Two new Stanford University-led studies published Tuesday explore opportunities to expand the donor pool by using hearts that many transplant centers overlook: those that once belonged to people who had an active hepatitis C infection, and to those who were obese.
The number of heart transplants has risen steadily over the past decade. More than 100,000 Americans are sick enough to need a heart transplant, but in 2017, only 3,244 actually received one.
"In order to meet the recipient demands of heart transplantation, we need to consider out-of- the-box strategies to expand the donor pool," said Dr. Yas Moayedi, lead author of a study published in the American Heart Association's journal Circulation: Heart Failure that looked at using hearts from donors who tested positive for hepatitis C.
Researchers used a national registry of organ transplants and analyzed 2014-2017 data on 1,306 heart donors with hepatitis C, a blood-borne virus than can be effectively treated with antiviral medication.
They found only 5 percent of these infected hearts were used in transplants. Yet, those heart recipients had no difference in survival within the first year of transplant compared with patients who received hearts from donors without hepatitis C. Longer-term data is needed to confirm the positive results persist.
The number of hepatitis C-positive donors has increased steadily since 2014, along with deaths attributed to drug overdoses related to the nation's opioid epidemic, researchers noted in the study. Heroin addicts often share needles, contributing to the rise of hepatitis C infections.
Because the opioid epidemic has predominantly affected young adults, the average age of heart donors with hepatitis C has dropped in the last five years from 47 to 35, the study found.
The younger age means these donors usually have fewer health problems associated with older donors, like high blood pressure or diabetes, and would normally be considered "incredibly viable" candidates – outside of the hepatitis C, said Moayedi, a postdoctoral fellow at Stanford University in California.
In a separate study released in the Journal of the American Heart Association, researchers found a similar positive outcome for patients who received their hearts from donors who were obese.
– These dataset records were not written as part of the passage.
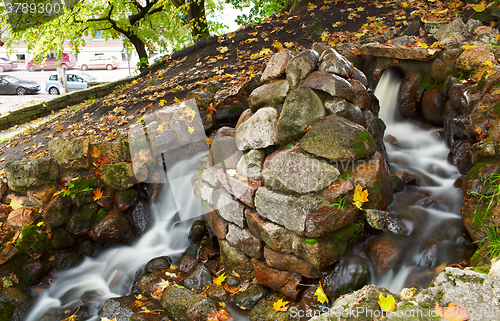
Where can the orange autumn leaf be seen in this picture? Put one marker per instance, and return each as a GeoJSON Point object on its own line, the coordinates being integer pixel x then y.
{"type": "Point", "coordinates": [280, 306]}
{"type": "Point", "coordinates": [452, 313]}
{"type": "Point", "coordinates": [97, 194]}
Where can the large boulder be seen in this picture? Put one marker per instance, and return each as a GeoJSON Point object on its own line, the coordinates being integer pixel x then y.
{"type": "Point", "coordinates": [290, 170]}
{"type": "Point", "coordinates": [338, 139]}
{"type": "Point", "coordinates": [302, 108]}
{"type": "Point", "coordinates": [23, 175]}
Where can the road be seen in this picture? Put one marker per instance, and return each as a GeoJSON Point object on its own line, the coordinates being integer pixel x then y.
{"type": "Point", "coordinates": [12, 102]}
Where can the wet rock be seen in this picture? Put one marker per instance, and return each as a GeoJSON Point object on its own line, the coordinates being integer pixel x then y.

Transplant centers reject the hearts of obese donors mainly because they believe such grafts are inferior, even though little evidence supports that idea, said Dr. Yasuhiro Shudo, the lead author of the study and an assistant professor at Stanford University School of Medicine.
Those centers may soon not have a choice.
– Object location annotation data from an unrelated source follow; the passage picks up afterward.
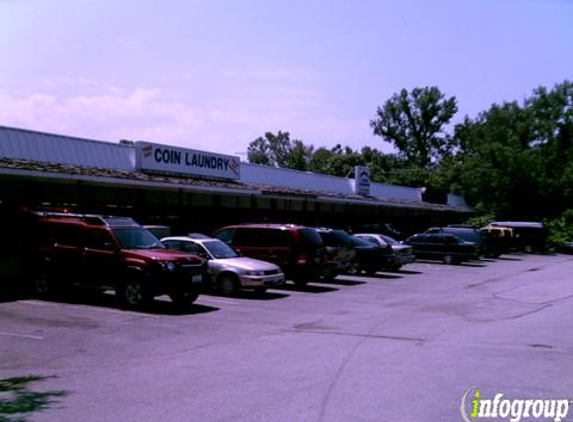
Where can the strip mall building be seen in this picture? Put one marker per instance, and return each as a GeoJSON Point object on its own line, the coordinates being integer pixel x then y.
{"type": "Point", "coordinates": [196, 190]}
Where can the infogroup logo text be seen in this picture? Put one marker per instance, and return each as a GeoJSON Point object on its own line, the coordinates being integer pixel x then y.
{"type": "Point", "coordinates": [475, 408]}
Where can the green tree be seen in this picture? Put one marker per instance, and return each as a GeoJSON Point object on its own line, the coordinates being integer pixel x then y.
{"type": "Point", "coordinates": [280, 151]}
{"type": "Point", "coordinates": [414, 123]}
{"type": "Point", "coordinates": [516, 160]}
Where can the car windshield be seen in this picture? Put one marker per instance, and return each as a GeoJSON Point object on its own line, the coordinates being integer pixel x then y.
{"type": "Point", "coordinates": [311, 237]}
{"type": "Point", "coordinates": [220, 250]}
{"type": "Point", "coordinates": [468, 235]}
{"type": "Point", "coordinates": [356, 241]}
{"type": "Point", "coordinates": [137, 238]}
{"type": "Point", "coordinates": [336, 238]}
{"type": "Point", "coordinates": [389, 240]}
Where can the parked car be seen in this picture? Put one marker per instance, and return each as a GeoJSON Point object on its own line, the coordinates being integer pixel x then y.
{"type": "Point", "coordinates": [297, 250]}
{"type": "Point", "coordinates": [468, 234]}
{"type": "Point", "coordinates": [404, 253]}
{"type": "Point", "coordinates": [107, 252]}
{"type": "Point", "coordinates": [227, 271]}
{"type": "Point", "coordinates": [527, 236]}
{"type": "Point", "coordinates": [498, 240]}
{"type": "Point", "coordinates": [340, 254]}
{"type": "Point", "coordinates": [443, 246]}
{"type": "Point", "coordinates": [372, 258]}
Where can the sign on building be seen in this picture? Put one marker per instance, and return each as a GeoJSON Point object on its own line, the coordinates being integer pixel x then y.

"We're seeing a (high) prevalence of obesity in the general population," said Shudo, pointing out that about one-third of U.S. adults are obese. "As we see more obese people, this will lead to having more obese donors in the future."
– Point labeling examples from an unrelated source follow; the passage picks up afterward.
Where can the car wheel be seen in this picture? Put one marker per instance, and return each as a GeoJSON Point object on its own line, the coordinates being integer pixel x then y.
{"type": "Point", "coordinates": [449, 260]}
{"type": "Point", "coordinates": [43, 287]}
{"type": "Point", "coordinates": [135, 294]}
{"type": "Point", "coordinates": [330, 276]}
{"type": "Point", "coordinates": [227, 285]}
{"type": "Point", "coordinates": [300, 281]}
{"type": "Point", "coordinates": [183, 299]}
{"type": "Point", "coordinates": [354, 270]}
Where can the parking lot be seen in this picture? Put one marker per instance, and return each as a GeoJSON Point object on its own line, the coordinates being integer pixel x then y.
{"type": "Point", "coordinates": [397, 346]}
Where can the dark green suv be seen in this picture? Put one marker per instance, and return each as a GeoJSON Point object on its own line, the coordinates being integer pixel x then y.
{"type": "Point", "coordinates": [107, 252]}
Using the same national transplant registry as the other study, researchers examined data on 31,920 adults who received heart transplants from 2001 through 2016 and separated the donors into four groups based on their body mass index, or BMI, a ratio of weight to height often used to calculate overweight and obesity.
Of all transplant patients, about 41 percent received a heart from donors with a normal BMI. The other patients received hearts from patients with a BMI classifying them as overweight (35 percent of total donors), obese (15 percent) or extremely obese (9 percent).
Researchers found no significant difference in overall survival among the four groups.
Dr. Michael Givertz, a Harvard Medical School professor who was not involved in either study but wrote an editorial that accompanied the report about hepatitis C donors, said both studies examine "this large potential opportunity to access donor organs that would otherwise not be used."
He said more research is needed to explore the impact of using hearts from donors with hepatitis C, but overall both studies offer tremendous potential and promise.
"There are patients who never make it to transplant because they die on the waiting list. And there are opportunities here to offer them an organ and a successful transplantation," said Givertz, medical director of the heart transplant and mechanical circulatory support program at Brigham and Women's Hospital in Boston.
The key is educating patients about the potential risks of using unconventional donors and weighing those risks against waiting even longer, possibly indefinitely, on the transplant list.
"Once the recipient and their families understand the relative balance of these risks, I've found, and many colleagues have found, that most people are willing to move forward," Givertz said.